John_Bush_3 · November 7, 2015, 8:39pm

I've been working with the ES Spout for storm it works great, but I'm concerned about the number of dependencies brought in. It makes my rather small storm job around 180MB because I'm bringing the whole entire hadoop ecosystem transitively. My suggestion would be to maybe slice up the elasticsearch-hadoop projects into smaller jars, for someone using this for only storm, we don't need pig, hive, spark, parquet, etc, etc, etc,etc.

I know I can put dependencies on the storm cluster, but that really breaks the deployment strategy and undermines the whole values the JVM's isolated classpath which I need in an organization is big as mine, with jobs being development by many teams.

I'm going to attempt to size down the dependencies myself which I expect to be a giant hairball of classpath issues.
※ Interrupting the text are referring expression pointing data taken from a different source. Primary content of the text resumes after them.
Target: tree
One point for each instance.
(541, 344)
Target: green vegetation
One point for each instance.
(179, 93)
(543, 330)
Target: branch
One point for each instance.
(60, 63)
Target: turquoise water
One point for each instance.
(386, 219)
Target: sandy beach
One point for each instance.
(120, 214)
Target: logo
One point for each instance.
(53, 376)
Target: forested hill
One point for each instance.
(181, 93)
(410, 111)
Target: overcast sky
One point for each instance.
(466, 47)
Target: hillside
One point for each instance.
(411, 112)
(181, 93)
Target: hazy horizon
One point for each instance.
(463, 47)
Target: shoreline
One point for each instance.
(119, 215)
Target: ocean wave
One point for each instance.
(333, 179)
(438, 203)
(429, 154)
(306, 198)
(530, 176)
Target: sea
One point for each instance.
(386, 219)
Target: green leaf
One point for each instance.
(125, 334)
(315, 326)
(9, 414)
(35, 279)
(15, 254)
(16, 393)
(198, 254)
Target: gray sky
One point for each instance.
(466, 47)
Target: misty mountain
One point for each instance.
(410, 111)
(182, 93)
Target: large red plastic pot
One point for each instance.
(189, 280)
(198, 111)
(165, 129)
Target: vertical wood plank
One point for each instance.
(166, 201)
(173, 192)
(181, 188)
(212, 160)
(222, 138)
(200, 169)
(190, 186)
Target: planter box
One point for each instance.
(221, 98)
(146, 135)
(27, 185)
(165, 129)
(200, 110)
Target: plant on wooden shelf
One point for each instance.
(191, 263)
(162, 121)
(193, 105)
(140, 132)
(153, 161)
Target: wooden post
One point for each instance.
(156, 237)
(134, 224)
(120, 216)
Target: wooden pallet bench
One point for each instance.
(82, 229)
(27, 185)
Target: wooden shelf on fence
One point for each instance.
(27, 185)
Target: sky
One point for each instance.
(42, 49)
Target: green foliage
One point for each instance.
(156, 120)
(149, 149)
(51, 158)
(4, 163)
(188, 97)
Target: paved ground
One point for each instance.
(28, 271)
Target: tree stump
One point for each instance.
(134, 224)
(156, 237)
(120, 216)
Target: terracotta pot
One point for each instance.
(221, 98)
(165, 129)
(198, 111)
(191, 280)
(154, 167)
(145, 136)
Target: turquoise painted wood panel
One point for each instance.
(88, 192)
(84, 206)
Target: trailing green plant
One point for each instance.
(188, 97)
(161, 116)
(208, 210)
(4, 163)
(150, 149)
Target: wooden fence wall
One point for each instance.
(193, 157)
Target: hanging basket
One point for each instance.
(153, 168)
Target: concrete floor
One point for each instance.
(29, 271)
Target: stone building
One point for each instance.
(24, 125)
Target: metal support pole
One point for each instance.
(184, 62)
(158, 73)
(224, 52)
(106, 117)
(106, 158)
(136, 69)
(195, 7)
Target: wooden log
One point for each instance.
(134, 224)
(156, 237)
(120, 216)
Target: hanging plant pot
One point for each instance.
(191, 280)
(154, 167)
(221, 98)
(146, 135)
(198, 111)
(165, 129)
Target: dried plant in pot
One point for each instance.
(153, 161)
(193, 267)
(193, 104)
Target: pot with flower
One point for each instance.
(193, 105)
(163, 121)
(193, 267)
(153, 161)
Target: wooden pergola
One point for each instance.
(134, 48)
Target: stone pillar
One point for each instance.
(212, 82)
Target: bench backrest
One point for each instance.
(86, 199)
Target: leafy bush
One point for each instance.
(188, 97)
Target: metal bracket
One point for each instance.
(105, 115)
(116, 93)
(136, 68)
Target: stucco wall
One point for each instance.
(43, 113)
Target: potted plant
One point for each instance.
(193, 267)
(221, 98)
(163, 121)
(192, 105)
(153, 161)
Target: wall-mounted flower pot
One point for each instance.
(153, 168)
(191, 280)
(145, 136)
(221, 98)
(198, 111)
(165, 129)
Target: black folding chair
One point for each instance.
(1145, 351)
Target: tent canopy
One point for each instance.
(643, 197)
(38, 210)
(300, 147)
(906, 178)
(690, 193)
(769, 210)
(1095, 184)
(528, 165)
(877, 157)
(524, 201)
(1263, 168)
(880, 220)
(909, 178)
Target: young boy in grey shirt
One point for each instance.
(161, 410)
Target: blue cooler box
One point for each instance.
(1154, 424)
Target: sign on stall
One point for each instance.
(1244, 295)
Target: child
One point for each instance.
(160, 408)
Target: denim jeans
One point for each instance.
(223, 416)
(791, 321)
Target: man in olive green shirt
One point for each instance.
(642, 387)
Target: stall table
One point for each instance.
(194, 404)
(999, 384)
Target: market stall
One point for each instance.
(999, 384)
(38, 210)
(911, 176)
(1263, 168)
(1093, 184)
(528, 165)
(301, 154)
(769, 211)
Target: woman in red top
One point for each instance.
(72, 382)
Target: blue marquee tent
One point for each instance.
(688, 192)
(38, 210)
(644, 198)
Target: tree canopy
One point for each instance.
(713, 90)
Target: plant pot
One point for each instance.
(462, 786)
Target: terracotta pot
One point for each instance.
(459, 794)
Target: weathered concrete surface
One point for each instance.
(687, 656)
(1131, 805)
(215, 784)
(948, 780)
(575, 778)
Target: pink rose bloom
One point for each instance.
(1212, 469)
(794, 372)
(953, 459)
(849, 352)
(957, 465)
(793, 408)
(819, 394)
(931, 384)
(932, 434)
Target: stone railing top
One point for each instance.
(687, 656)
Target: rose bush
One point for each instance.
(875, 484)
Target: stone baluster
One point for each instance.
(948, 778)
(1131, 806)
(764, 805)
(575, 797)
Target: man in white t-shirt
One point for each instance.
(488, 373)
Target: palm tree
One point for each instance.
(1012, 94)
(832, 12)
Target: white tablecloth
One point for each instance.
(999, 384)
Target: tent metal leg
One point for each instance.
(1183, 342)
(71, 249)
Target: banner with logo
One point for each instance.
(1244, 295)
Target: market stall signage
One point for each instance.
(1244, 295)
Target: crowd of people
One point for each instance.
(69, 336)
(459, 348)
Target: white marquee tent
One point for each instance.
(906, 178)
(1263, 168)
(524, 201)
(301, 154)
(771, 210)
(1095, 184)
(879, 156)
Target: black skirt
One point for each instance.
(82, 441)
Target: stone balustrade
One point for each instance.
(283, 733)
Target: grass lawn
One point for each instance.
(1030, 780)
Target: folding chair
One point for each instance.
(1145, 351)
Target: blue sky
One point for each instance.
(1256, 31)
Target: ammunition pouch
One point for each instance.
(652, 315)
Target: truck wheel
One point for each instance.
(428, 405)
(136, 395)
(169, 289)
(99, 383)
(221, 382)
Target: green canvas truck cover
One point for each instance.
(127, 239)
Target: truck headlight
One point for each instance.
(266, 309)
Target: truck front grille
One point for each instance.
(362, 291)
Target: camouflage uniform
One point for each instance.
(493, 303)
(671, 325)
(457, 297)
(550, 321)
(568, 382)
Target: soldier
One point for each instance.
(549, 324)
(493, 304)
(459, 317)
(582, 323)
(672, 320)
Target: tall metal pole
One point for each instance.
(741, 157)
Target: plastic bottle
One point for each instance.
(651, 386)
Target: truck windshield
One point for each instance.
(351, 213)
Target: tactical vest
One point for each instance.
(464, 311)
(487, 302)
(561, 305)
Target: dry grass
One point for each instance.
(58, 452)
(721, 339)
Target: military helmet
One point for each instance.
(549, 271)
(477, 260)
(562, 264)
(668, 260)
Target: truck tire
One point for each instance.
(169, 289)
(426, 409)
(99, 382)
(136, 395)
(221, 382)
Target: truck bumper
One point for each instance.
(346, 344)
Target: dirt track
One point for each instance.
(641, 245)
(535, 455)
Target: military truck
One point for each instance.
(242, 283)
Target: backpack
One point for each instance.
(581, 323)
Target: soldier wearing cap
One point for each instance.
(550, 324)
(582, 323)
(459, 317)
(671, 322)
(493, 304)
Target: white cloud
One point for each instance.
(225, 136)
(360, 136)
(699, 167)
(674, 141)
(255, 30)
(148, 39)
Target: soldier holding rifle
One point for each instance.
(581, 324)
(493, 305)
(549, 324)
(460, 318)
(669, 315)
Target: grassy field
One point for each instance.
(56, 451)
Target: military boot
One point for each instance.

If anyone else has some tips in this arena I'd love to hear them.

John_Bush_3 · November 7, 2015, 9:02pm

I'll answer my own question, this got the size down by 1/2 and it still runs ok

<dependency>
        <groupId>org.elasticsearch</groupId>
        <artifactId>elasticsearch-hadoop</artifactId>
        <version>2.1.0</version>
        <scope>runtime</scope>
        <exclusions>
            <exclusion>
                <groupId>org.apache.spark</groupId>
                <artifactId>*</artifactId>
            </exclusion>
            <exclusion>
                <groupId>org.spark-project</groupId>
                <artifactId>*</artifactId>
            </exclusion>
            <exclusion>
                <groupId>org.glassfish</groupId>
                <artifactId>*</artifactId>
            </exclusion>
            <exclusion>
                <groupId>com.twitter</groupId>
                <artifactId>*</artifactId>
            </exclusion>
            <exclusion>
                <groupId>org.apache.zookeeper</groupId>
                <artifactId>*</artifactId>
            </exclusion>
            <exclusion>
                <groupId>org.apache.hive</groupId>
                <artifactId>*</artifactId>
            </exclusion>

            <exclusion>
                <groupId>log4j</groupId>
                <artifactId>*</artifactId>
            </exclusion>
            <exclusion>
                <groupId>org.slf4j</groupId>
                <artifactId>*</artifactId>
            </exclusion>


        </exclusions>
    </dependency>

costin · November 7, 2015, 9:03pm

Have you tried using the minimalistic binaries ?

John_Bush_3 · November 7, 2015, 9:04pm

oh nice! that's exactly what I need. Thanks.